(Paris) Après le ministre de l’Intérieur dimanche, la porte-parole du parti présidentiel a rouvert lundi le débat sur la question des quotas d’immigration en France, un sujet très sensible dans le pays.

«Il ne faut pas avoir peur des mots, si on commence avant même le débat à se dire : attention, il ne faut pas qu’on utilise tel mot parce qu’on aurait peur de son utilisation, notamment le mot quota, dans ce cas-là, ce débat ne sert à rien», a estimé Aurore Bergé, la porte-parole de LREM, parti du président Emmanuel Macron.

Dimanche déjà, le ministre de l’Intérieur Christophe Castaner avait relancé le débat juste après l’annonce par le premier ministre Édouard Philippe d’un débat annuel sur ce sujet, dont le premier est prévu en septembre.

Le ministère de l’Intérieur avait pris soin de réfuter l’idée d’instaurer des quotas pour les demandeurs d’asile - le droit d’asile étant protégé en France - mais n’excluait pas que la question soit posée pour «d’autres modes d’immigration légale», dans une entrevue au Journal du Dimanche.

«En matière d’asile, les quotas sont contraires à nos engagements internationaux – et à mon éthique personnelle.

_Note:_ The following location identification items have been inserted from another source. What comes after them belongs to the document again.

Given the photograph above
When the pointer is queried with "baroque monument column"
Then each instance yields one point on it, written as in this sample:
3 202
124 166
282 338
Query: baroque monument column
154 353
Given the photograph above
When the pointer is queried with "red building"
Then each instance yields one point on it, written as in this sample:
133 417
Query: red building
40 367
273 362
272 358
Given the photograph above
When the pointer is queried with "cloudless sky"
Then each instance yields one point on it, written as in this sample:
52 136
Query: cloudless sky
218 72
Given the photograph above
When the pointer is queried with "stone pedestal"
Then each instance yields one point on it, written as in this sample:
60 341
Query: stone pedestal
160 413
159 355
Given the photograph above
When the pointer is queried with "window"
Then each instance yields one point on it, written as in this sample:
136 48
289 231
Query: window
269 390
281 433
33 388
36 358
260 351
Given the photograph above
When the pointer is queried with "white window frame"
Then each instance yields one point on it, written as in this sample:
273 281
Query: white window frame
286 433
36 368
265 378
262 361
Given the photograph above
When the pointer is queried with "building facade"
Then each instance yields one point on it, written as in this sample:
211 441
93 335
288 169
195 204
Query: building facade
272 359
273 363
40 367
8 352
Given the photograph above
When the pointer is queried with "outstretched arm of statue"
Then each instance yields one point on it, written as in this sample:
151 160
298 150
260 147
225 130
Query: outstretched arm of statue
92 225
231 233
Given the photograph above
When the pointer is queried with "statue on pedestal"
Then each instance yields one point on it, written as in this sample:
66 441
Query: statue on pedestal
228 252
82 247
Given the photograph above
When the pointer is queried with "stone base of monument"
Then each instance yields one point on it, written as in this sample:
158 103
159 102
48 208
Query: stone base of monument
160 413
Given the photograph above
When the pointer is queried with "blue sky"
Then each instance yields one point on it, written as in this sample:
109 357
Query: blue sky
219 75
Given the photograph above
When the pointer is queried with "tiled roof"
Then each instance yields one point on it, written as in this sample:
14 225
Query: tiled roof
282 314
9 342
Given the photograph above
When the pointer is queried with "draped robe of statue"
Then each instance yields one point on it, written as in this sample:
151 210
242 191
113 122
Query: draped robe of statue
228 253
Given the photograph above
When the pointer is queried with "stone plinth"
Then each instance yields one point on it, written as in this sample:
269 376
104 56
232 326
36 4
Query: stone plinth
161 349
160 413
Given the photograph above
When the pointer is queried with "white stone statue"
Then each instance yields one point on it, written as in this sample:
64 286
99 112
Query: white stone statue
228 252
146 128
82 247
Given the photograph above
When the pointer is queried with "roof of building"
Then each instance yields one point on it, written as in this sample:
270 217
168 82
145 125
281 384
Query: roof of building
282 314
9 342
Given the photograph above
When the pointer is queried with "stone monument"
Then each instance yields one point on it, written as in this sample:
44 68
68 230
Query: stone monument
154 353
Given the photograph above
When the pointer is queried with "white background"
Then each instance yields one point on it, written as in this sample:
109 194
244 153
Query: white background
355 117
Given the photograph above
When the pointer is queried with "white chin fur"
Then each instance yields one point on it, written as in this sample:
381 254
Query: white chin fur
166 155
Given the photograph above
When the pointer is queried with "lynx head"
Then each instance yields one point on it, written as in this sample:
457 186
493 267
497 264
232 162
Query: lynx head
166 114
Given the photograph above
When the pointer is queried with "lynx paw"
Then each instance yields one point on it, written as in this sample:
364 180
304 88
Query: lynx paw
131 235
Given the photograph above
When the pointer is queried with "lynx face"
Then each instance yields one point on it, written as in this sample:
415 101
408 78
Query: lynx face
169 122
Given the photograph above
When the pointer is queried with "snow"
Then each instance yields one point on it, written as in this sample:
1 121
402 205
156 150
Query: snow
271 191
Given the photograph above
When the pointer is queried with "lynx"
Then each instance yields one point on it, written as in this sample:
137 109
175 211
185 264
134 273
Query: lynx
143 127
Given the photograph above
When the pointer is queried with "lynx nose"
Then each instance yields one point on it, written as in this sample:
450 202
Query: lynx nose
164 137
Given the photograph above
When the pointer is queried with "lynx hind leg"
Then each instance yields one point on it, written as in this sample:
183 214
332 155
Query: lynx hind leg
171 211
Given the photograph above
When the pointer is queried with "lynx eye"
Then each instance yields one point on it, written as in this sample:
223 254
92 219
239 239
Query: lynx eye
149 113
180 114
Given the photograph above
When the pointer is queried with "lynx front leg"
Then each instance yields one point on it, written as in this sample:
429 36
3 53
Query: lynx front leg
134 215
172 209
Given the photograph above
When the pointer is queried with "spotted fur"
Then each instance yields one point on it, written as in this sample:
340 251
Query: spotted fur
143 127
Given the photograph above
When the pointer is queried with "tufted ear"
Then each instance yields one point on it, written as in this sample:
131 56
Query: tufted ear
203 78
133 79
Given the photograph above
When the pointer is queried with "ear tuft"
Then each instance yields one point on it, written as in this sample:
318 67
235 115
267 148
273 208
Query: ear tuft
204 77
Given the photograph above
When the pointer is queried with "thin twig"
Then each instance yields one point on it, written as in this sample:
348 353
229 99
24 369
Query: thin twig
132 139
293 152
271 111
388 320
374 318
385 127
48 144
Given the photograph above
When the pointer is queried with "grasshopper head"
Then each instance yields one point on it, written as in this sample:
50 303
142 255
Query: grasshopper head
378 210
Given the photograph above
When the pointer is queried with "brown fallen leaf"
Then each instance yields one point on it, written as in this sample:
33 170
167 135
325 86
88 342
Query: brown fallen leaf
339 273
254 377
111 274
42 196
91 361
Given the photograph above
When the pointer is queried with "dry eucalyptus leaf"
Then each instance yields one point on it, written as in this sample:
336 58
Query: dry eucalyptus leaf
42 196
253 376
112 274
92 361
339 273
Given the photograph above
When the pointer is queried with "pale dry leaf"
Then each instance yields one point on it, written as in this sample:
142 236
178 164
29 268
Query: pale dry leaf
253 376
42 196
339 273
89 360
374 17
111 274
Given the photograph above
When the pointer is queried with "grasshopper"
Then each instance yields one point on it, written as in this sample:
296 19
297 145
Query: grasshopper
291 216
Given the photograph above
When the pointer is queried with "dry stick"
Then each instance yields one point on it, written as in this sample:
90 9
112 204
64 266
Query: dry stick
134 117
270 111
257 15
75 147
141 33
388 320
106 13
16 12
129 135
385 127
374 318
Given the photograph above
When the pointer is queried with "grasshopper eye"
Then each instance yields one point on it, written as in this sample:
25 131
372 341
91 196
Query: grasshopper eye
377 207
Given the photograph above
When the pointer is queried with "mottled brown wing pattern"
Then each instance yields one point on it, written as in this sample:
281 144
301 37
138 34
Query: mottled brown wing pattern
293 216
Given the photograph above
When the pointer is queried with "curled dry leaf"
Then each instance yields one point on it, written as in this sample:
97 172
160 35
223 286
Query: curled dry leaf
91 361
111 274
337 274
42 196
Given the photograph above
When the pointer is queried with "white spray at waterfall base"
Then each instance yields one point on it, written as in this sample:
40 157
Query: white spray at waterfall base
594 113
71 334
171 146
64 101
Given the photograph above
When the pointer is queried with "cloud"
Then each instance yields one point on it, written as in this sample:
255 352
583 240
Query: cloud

Toute demande d’asile doit être examinée, ce qui ne veut pas dire acceptée», déclare Christophe Castaner.

«Mais la question des quotas pourra être posée dans le cadre du débat pour d’autres modes d’immigration légale», nuance-t-il ensuite, sans préciser quel type d’immigration pourrait être concerné (familiale, économique, étudiante…).

AFP

Aurore Bergé

Lundi, Aurore Bergé a estimé que, «peut-être que sur l’immigration économique, des quotas pourraient être efficaces pour permettre à ceux qui souhaitent venir en France, de savoir s’ils pourront y être accueillis, s’il y aura un débouché, […] un travail à la clé».

La porte-parole ne souhaite pas en revanche appliquer ce principe à l’immigration familiale. «Je ne sais pas dire que telle mère a le droit de rejoindre ses enfants, que tel père lui n’a pas le droit, parce que tout d’un coup vous avez atteint un quota», a-t-elle expliqué.

En janvier, le président Macron avait évoqué l’idée d’«objectifs annuels» migratoires qui pourraient être fixés par le Parlement. Sans toutefois évoquer le terme de quotas défendus par l’opposition de droite.

Le sujet suscite de vives controverses dans le pays.  

Selon Olivier Faure, le premier secrétaire du parti Socialiste, ces quotas ne pourraient s’appliquer qu’à l’immigration de travail, qui est moins importante que l’immigration familiale et qui est déjà contrôlée. Ils «nourrissent un autre fantasme, qui est d’en finir avec l’immigration tout court, et qui est le fantasme de l’extrême droite», a-t-il ajouté.

«C’est un moyen d’endormir les électeurs», a estimé dimanche Marine Le Pen, la cheffe de l’extrême droite. «Je crois que (l’ancien président) Nicolas Sarkozy nous avait déjà fait ce coup-là pour essayer de faire passer la pilule d’une immigration légale de plus en plus importante», a ironisé la cheffe du Rassemblement national (RN, ex-Front national).

Les associations d’aide aux migrants se sont elles inquiétées lundi de la relance de ce débat par l’exécutif, critiquant «un discours inversement proportionnel à la réalité migratoire» et une posture «purement électoraliste».  

«C’est triste que les migrants fassent les frais de la bagarre politique entre LREM et le Rassemblement national», estime Christophe Deltombe, président de la Cimade (ONG française de défense des droits des migrants et réfugiés), selon lequel «le discours est inversement proportionnel à la réalité migratoire». «C’est un débat purement électoraliste visant à récupérer des voix de la droite et relancer les hystéries», juge-t-il.

Pour Pierre Henry, directeur général de l’association France terre d’asile, «ce n’est pas avec ce débat de posture que le gouvernement va changer le regard des citoyens sur l’immigration». «Il faut agir sur les politiques publiques (françaises) qui produisent la mise à la rue et les campements pour pouvoir changer le réel», a-t-il martelé, tout en appelant à «combattre l’anxiété que provoque la question migratoire».